Patrick, a former U.S. Secret Service agent and owner of a security consulting firm, noted that Barfield’s bill was the third piece of school-security legislation that the subcommittee had heard this year. H. 3601 was preceded by legislation that would expand the existing school-resource officer program statewide and another bill that would require every school to employ a full-time school psychologist to identify children in need of mental health counseling.

“All well-intentioned efforts,” said Patrick, “but at the end of the day are we really addressing what the core of the problem is, and are these the best approaches to solving that problem?”

Mark Keel, the State Law Enforcement Division chief, voiced his opposition to Barfield’s bill during Wednesday’s hearing.

“We strongly believe that those officers in our schools, protecting our schools, should be fully certified officers,” Keel told the subcommittee. “I don’t think that this bill accomplishes the amount of training that should be given to an officer that is protecting our children.”

Patrick agreed.

“The proficiency needed to respond to these active shooter situations is not something that can be taught in two weeks,” he said. “We need to be more proactive in the way we respond to these situations. I think the School Resource Officer program is a great program. I don’t know that it necessarily fully addresses the problems we see in our schools relative to targeted violence.”

“We can do that with a very low cost by training stakeholders already existing in the school to identify threats, to assess that threat and to manage that threat,” Patrick continued. “Teachers can be trained to identify behaviors of individuals that are of concern.”

Contacted last week by The Nerve, Hubert Harrell, the Criminal Justice Academy’s director, explained that the differences between the classes of certification are based on the amount of training that is required. Class I officers – the typical full-time officers employed by police departments – receive 12 weeks of training.

The other state certification levels are as follows, according to Harrell:

  • Class II officers are jailers or those who work in detention settings.
  • Class III officers are limited-duty officers who work security at a courthouse or other public buildings. Those buildings are the limit of their arrest authority.
  • Class IV officers are tactical communication officers; Barfield’s bill would add school security officers to this category

“Two weeks is barely enough to teach a person,” Harrell told the subcommittee at Wednesday’s hearing. “I can’t even imagine the liability concerned with somebody that only has two weeks of training that’s carrying a firearm in a school.”

“Class I officers, in my opinion, is the way to go,” he continued. “We train them hard; we talk to them about active shooters; and they get all kinds of scenario training.”

The projected fiscal impact of Barfield’s bill has yet to be determined by the Office of State Budget, but the taxpayer costs likely would be in the millions. Harrell estimated the cost at about $2 million annually when asked by a subcommittee member, though he didn’t provide specifics.

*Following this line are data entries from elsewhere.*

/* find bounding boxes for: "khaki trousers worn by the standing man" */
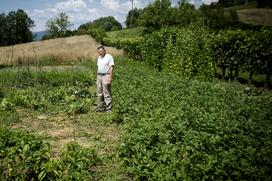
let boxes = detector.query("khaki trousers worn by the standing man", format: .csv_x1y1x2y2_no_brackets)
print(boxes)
96,74,112,111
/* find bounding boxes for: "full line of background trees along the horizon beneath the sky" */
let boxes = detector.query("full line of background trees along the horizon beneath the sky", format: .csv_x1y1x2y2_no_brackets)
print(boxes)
0,0,272,46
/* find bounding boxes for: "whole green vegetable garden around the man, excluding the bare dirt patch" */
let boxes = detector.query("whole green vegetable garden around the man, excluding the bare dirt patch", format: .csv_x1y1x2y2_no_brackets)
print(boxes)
0,57,272,180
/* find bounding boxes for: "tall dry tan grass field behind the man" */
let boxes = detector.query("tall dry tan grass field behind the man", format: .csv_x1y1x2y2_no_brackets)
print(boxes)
0,35,123,65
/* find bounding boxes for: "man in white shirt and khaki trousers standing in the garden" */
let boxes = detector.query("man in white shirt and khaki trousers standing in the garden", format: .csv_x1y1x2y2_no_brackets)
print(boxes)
96,45,114,112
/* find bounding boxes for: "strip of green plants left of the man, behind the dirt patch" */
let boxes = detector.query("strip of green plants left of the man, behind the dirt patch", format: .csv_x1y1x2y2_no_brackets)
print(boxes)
0,68,95,114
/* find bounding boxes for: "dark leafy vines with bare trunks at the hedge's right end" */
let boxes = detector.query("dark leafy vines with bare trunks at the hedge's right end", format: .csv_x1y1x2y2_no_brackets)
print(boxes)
212,28,272,84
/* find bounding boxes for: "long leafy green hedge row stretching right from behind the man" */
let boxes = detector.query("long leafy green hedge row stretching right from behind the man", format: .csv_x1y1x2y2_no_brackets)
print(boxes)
100,27,272,84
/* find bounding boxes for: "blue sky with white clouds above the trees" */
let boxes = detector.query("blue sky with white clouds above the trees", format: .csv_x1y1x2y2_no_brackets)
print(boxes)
0,0,217,32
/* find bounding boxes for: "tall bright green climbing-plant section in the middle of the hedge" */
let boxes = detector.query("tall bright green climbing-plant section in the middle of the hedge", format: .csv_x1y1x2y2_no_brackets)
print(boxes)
163,27,215,79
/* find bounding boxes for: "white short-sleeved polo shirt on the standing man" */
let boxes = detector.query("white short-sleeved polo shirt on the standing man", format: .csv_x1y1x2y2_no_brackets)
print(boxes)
97,54,114,74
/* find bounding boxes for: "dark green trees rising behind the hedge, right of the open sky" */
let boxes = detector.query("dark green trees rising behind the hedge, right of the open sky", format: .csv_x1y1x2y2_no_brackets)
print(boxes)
125,0,271,32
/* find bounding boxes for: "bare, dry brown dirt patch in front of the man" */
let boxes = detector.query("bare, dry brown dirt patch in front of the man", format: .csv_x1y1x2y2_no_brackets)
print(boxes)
12,109,120,157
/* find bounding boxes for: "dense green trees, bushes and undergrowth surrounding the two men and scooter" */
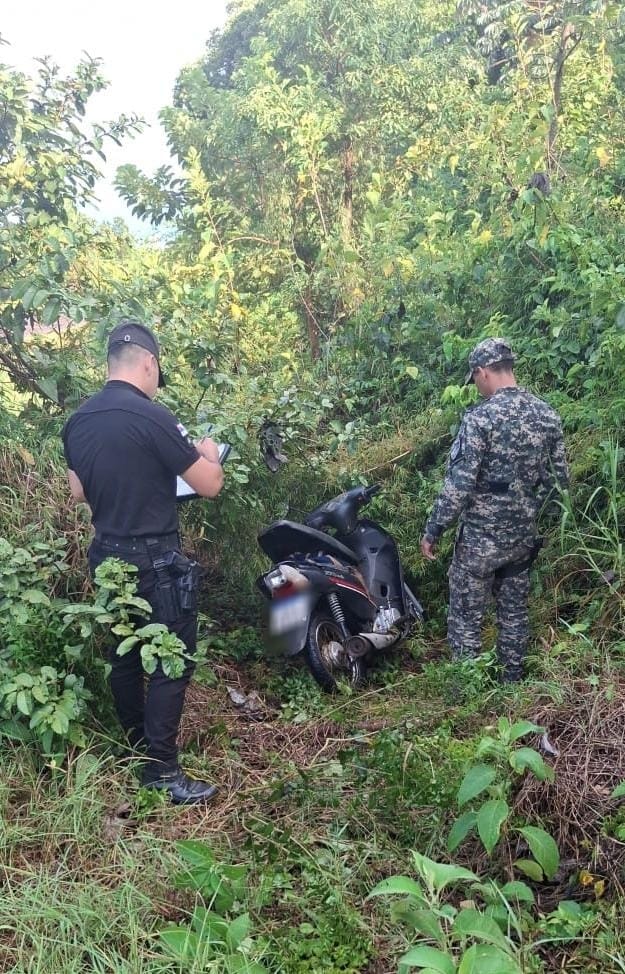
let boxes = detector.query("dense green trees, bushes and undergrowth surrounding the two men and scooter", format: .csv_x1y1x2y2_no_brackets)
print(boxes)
0,0,625,974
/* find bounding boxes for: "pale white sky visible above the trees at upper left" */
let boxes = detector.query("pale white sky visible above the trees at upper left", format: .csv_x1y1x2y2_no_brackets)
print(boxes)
0,0,226,232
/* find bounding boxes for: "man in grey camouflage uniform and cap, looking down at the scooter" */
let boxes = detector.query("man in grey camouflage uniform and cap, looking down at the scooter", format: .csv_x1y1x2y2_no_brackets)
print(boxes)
421,338,568,681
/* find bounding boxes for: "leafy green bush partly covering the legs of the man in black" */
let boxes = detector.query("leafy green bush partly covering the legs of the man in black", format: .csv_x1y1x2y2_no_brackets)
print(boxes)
0,538,191,761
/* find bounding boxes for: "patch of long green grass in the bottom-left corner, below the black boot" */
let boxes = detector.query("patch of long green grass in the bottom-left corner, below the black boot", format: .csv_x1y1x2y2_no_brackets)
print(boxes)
0,748,185,974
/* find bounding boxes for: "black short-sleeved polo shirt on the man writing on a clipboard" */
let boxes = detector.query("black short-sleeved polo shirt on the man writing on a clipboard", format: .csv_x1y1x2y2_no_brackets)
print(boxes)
62,379,200,538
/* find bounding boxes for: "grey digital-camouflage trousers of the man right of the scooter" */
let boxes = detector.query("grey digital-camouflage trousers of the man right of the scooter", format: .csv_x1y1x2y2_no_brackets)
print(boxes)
447,532,533,680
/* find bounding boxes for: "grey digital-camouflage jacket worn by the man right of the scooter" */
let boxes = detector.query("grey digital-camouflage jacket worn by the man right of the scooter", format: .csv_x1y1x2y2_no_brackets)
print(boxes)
425,386,568,545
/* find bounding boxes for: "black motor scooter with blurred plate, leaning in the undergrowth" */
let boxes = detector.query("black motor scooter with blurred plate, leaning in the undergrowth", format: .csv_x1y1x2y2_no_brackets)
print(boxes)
256,484,423,691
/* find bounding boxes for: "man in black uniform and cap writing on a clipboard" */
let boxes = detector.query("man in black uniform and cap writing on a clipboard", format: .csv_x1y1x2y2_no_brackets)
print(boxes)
63,320,223,804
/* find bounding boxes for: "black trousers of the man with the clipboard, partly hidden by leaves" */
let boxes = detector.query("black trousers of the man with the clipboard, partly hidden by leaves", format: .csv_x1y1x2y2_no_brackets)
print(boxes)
89,534,197,781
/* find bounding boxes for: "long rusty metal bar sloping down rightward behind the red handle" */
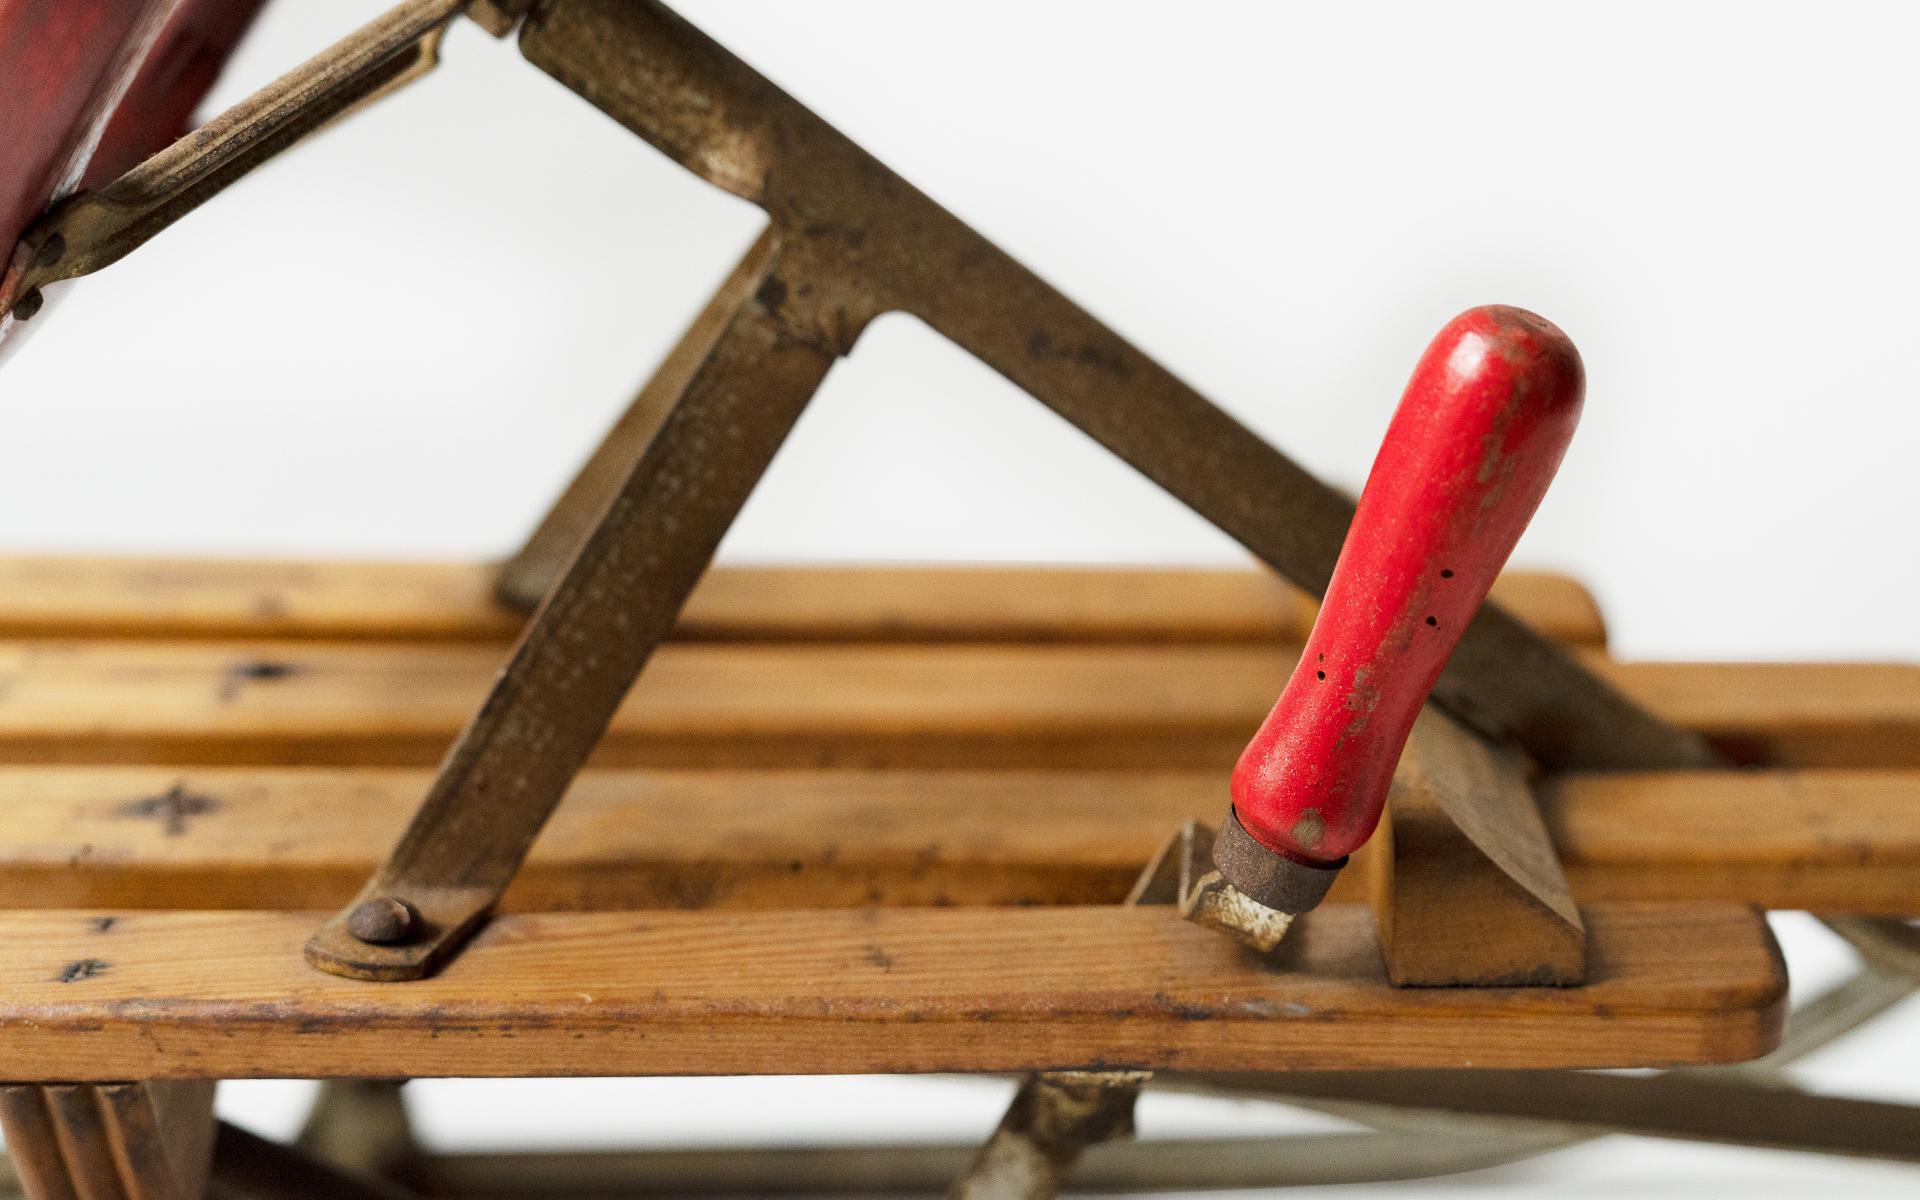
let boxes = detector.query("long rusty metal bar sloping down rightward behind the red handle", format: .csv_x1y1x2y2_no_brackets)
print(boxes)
520,0,1718,768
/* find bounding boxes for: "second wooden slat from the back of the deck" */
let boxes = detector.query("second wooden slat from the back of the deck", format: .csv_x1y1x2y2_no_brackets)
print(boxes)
0,641,1920,766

The S.C. Law Enforcement Training Council, which governs the Criminal Justice Academy and is made up of an eleven-member board including the state attorney general, SLED chief and the S.C. Department of Corrections director, would determine the guidelines for the two-week training program under Barfield’s bill.

“I can’t tell them how to legislate,” Harrell told The Nerve. “All I can do is advise them. Everybody would like to get out of this as cheaply as possible. But we have learned from experience, from the things that have happened around the country, the officer has to be savvy. He has to have experience.”

Asked about other methods to protect schools, Harrell said there are several steps the state can take to prevent tragedies such as the one at Sandy Hook Elementary School.

“Making it more difficult to get to (school) building is one,” Harrell said. “All of our schools are on campus. Anybody can walk in and off the campus. Having a policeman on planning boards to look at (school) plans and see that certain safety factors are built in.”

“They’re going to all cost money, but we have to decide what to spend our money on,” he added.